Inspirasi Timur

 




LUWU  - Bupati Luwu Basmin Matayang merespon baik wacana pemerintah atas pemindahan ibu kota negara dari Jakarta ke luar Pulau Jawa.  

Menurut Basmin Mattayang, jika masyarakat menginginkan dan mengusulkan kabupaten Luwu dijadikan sebagai ibu kota negara maka tentu masyarakat sangat berterima kasih.

“jika kabupaten Luwu dijadikan sebagai Ibu kota negara maka tentu kita semua siap dan berterima kasih, hal ini seperti Bintang jatuh dari langit buat kita semua,” katanya saat ditemui di kantor Bupati Luwu, Rabu (01/05/2019).

Basmin mengatakan bahwa jika Luwu dijadikan ibu kota negara, maka pemerintah Kabupaten Luwu siap menyiapkan lahan.

“Lahannya kami siapkan karena Luwu ini masih punya potensi dijadikan ibu kota negara, dengan luas wilayahnya yang sekian puluh ribu hektar, ” ucapnya.

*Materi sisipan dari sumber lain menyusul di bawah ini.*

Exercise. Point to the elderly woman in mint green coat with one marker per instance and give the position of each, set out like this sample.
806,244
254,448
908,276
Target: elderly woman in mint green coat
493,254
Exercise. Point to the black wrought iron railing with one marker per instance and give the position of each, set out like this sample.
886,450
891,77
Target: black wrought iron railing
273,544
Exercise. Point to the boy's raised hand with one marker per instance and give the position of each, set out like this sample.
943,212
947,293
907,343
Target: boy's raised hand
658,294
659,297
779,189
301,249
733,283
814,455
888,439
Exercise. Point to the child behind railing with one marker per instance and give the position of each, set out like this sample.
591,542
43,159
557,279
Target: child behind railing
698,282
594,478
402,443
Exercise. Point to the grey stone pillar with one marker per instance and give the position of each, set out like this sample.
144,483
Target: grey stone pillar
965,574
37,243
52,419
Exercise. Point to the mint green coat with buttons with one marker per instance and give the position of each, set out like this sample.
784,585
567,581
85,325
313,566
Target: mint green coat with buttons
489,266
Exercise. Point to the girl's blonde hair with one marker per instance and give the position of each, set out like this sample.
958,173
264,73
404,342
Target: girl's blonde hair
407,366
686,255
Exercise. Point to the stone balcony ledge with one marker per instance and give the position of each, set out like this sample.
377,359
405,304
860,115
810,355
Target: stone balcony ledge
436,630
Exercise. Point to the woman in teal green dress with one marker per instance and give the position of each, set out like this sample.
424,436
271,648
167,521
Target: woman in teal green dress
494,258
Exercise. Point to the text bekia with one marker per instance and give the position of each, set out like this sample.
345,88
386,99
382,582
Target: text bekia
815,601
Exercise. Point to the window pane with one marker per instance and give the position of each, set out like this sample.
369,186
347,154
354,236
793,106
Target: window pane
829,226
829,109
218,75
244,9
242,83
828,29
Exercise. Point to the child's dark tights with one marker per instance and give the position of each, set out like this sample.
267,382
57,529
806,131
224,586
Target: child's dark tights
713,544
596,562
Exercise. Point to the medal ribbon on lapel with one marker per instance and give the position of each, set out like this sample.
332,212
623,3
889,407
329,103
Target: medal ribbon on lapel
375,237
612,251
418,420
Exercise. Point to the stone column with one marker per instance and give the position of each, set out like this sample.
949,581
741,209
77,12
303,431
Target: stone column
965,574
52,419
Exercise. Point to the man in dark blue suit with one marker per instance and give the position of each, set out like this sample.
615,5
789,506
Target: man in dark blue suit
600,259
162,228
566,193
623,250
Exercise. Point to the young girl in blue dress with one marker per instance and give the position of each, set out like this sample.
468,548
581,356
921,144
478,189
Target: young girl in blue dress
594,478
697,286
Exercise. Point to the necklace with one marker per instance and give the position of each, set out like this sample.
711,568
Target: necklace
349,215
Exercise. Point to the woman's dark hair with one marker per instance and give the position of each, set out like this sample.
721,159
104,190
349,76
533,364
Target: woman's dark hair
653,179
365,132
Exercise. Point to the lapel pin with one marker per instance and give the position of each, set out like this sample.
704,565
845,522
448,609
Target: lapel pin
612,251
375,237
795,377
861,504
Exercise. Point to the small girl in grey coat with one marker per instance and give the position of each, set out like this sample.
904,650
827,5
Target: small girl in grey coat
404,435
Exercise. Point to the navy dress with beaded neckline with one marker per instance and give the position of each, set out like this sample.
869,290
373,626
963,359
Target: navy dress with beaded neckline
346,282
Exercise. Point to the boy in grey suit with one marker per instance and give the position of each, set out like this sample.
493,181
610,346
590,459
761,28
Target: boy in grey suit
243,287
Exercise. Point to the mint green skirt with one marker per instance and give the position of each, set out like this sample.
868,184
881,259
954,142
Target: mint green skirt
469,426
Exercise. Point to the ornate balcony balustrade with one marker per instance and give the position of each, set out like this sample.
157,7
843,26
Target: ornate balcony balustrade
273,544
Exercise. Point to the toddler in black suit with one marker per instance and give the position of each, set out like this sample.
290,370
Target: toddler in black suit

Selain didukung dengan lahan, kondisi daerah kabupaten Luwu selama ini aman dari gempa bumi, sementara daerah sekitarnya seperti kabupaten Wajo, kota Palopo, Luwu Utara, dan Luwu Timur serta Toraja Utara semuanaya berdekatan dan masih memiliki lahan yang cukup luas.

Wacana pemindahan ibu kota negara, Basmin Mattayang berharap agar kementerian tidak terpusat di dalam satu kota namun terbagi di beberapa provinsi, sementara institusi vertikal seperti Presiden, TNI dan Polri berada di ibu kota negara.

“Saya sangat sependapat dengan konsep presiden kita Joko Widodo untuk memindahkan ibu kota negara ke luar pulau jawa itu sangat tepat sekali, Cuma kalau boleh saran saya kementerian itu jangan terpusat dalam satu kota tetapi kementerian itu terbagi di beberapa provinsi, mungkin ada yang kita dapat di Sulawesi Selatan, mungkin ada di Kalimantan dan lain-lain sebagainya,” ujarnya.

Luas Kabupaten Luwu 3.000,25 km2 , Jumlah penduduk 335.828 jiwa, memiliki Bandar Udara Laga Ligo Bua, dan Pelabuhan Ulo-ulo, fasilitas kesehatan dan pendidikan cukup tersedia.